With some negotiating and arm-twisting — Bell was so good at that he soon would become NFL commissioner — he persuaded the club owners to try a draft.

The team with the league’s worst record would pick first and the rest would go in reverse order of their success in the standings.

On Feb. 8 and 9, 1936, in a Philadelphia hotel owned by the Bell family, the draft was born, with the Eagles (2-9) having the first selection.

The grab bag for talent was not a big deal — whether staged in Philadelphia, New York, Washington, Pittsburgh, Milwaukee, Los Angeles or Chicago — but then television stepped up.

In 1980, a new TV entity called ESPN offered to broadcast the proceedings.

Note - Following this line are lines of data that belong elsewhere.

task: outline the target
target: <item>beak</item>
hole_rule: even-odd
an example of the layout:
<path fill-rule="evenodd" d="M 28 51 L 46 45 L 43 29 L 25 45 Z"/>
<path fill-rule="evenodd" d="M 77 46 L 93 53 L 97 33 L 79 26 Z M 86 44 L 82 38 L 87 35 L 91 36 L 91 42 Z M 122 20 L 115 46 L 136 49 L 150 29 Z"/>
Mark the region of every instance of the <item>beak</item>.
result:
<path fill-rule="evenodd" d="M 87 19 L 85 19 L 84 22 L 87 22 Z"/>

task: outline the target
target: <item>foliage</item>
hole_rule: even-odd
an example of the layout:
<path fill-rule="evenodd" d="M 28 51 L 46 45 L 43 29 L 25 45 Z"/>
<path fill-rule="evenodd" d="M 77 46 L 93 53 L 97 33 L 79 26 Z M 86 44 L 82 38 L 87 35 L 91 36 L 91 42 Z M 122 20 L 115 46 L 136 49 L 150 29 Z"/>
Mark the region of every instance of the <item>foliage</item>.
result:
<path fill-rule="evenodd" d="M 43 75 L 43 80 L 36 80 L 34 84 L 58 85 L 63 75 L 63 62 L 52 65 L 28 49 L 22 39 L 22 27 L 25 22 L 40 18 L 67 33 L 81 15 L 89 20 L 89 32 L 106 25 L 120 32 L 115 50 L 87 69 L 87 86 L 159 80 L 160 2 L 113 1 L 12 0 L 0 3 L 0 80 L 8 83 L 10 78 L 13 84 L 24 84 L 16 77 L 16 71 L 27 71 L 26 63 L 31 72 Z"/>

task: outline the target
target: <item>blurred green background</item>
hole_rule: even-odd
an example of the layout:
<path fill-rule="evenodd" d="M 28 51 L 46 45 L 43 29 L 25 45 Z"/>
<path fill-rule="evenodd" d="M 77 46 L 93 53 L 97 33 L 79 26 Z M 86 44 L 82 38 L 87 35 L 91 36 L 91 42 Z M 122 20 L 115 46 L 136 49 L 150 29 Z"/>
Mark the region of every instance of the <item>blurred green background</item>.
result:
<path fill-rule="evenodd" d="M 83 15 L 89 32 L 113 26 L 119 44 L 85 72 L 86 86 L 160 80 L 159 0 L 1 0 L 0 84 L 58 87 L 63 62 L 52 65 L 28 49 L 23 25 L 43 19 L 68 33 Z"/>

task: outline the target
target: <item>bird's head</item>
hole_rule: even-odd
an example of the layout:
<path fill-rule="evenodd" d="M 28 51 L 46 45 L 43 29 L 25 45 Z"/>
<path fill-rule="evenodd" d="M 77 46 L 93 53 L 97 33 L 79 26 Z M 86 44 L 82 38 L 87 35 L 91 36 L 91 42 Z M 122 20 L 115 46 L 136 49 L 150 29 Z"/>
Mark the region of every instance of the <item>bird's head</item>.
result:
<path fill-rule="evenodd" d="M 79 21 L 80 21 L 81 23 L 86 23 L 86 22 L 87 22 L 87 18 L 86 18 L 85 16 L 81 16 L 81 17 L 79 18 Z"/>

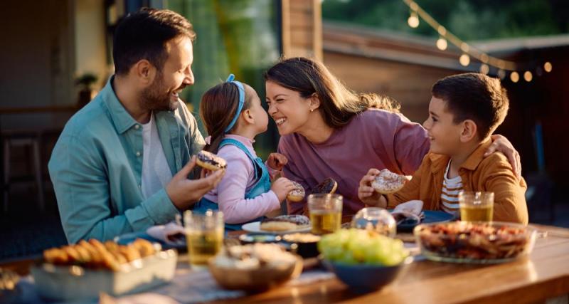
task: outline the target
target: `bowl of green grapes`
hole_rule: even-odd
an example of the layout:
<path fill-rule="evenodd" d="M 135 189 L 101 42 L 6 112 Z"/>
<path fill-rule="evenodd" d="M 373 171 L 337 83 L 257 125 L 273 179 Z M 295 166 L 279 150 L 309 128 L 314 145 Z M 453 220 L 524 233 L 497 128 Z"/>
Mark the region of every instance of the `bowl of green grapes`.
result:
<path fill-rule="evenodd" d="M 318 243 L 325 267 L 356 292 L 381 289 L 413 262 L 400 240 L 362 229 L 340 229 Z"/>

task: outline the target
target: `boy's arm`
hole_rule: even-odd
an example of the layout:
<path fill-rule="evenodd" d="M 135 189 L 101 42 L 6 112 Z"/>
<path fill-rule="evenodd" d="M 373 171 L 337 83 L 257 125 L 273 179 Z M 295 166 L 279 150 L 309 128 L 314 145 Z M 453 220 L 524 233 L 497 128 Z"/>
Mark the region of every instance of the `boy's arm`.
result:
<path fill-rule="evenodd" d="M 494 220 L 527 224 L 526 181 L 517 179 L 506 157 L 499 153 L 484 162 L 486 164 L 482 174 L 486 181 L 484 187 L 486 191 L 494 192 Z"/>

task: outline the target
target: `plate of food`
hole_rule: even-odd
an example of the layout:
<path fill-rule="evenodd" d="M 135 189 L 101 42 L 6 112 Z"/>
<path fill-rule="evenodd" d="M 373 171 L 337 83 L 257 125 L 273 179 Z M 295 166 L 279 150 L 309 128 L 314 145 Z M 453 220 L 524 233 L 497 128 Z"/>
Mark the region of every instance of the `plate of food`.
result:
<path fill-rule="evenodd" d="M 441 223 L 454 219 L 454 216 L 445 211 L 425 210 L 420 215 L 403 218 L 405 214 L 393 214 L 397 221 L 397 231 L 399 232 L 413 232 L 413 229 L 420 224 Z"/>
<path fill-rule="evenodd" d="M 43 251 L 30 269 L 39 295 L 57 301 L 85 302 L 100 292 L 117 296 L 172 280 L 178 254 L 138 239 L 126 246 L 82 240 Z"/>
<path fill-rule="evenodd" d="M 248 232 L 274 234 L 307 232 L 311 229 L 310 219 L 304 215 L 280 215 L 266 218 L 260 221 L 245 224 L 242 228 Z"/>
<path fill-rule="evenodd" d="M 464 263 L 498 263 L 531 252 L 536 231 L 499 221 L 425 224 L 413 230 L 421 253 L 427 259 Z"/>

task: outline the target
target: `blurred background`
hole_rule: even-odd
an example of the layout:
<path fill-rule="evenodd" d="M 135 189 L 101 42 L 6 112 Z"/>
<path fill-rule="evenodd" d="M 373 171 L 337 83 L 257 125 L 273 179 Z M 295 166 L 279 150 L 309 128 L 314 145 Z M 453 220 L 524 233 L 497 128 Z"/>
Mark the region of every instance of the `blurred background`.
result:
<path fill-rule="evenodd" d="M 3 4 L 0 260 L 65 243 L 47 172 L 66 121 L 113 73 L 112 37 L 140 7 L 185 16 L 198 34 L 201 95 L 230 73 L 265 96 L 280 56 L 321 60 L 350 88 L 427 117 L 430 87 L 467 71 L 502 79 L 511 110 L 497 132 L 521 154 L 532 222 L 569 227 L 569 2 L 565 0 L 50 0 Z M 205 136 L 205 132 L 204 132 Z M 274 123 L 257 141 L 276 149 Z"/>

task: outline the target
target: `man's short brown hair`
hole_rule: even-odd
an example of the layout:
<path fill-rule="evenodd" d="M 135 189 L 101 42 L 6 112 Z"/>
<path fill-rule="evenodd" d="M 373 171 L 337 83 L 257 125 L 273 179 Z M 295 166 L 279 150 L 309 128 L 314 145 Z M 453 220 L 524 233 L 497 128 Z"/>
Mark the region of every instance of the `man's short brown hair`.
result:
<path fill-rule="evenodd" d="M 500 80 L 477 73 L 445 77 L 431 89 L 432 95 L 445 100 L 454 122 L 473 120 L 480 140 L 490 135 L 504 122 L 509 102 Z"/>
<path fill-rule="evenodd" d="M 196 32 L 190 21 L 167 9 L 142 8 L 129 14 L 115 30 L 112 58 L 115 73 L 126 75 L 139 61 L 149 61 L 159 70 L 168 59 L 166 43 L 179 36 L 192 41 Z"/>

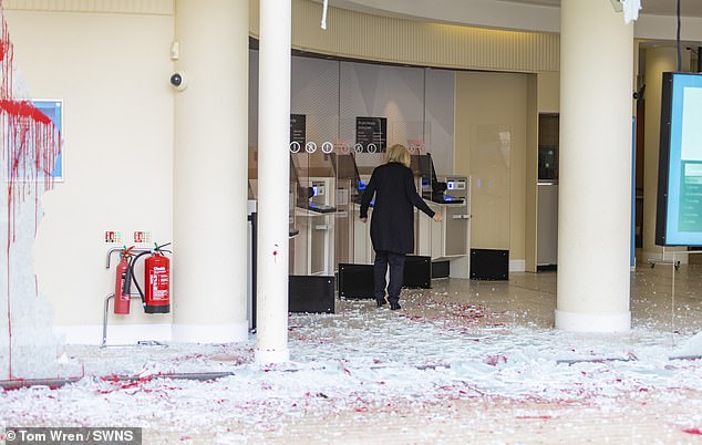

Desperate for programming, ESPN hired Bill Fitts, who had worked games on CBS and NBC, as producer.

“I would say at the beginning it was like with our golf coverage,” Fitts said. “Look what it went to.”

The extravaganza elements are not to be present next month, but it is not an exaggeration to say that the draft has exploded beyond the selection meeting tag the league hung on it.

In 2018, a stadium was the site for the first time. After the AT&T Stadium, the draft headed to Music City, alongside the honky tonks on Broadway in Nashville, Tennessee — which was by far the biggest smash hit in its history.

Even in these times when it has wisely been scaled back, the NFL draft is a major event.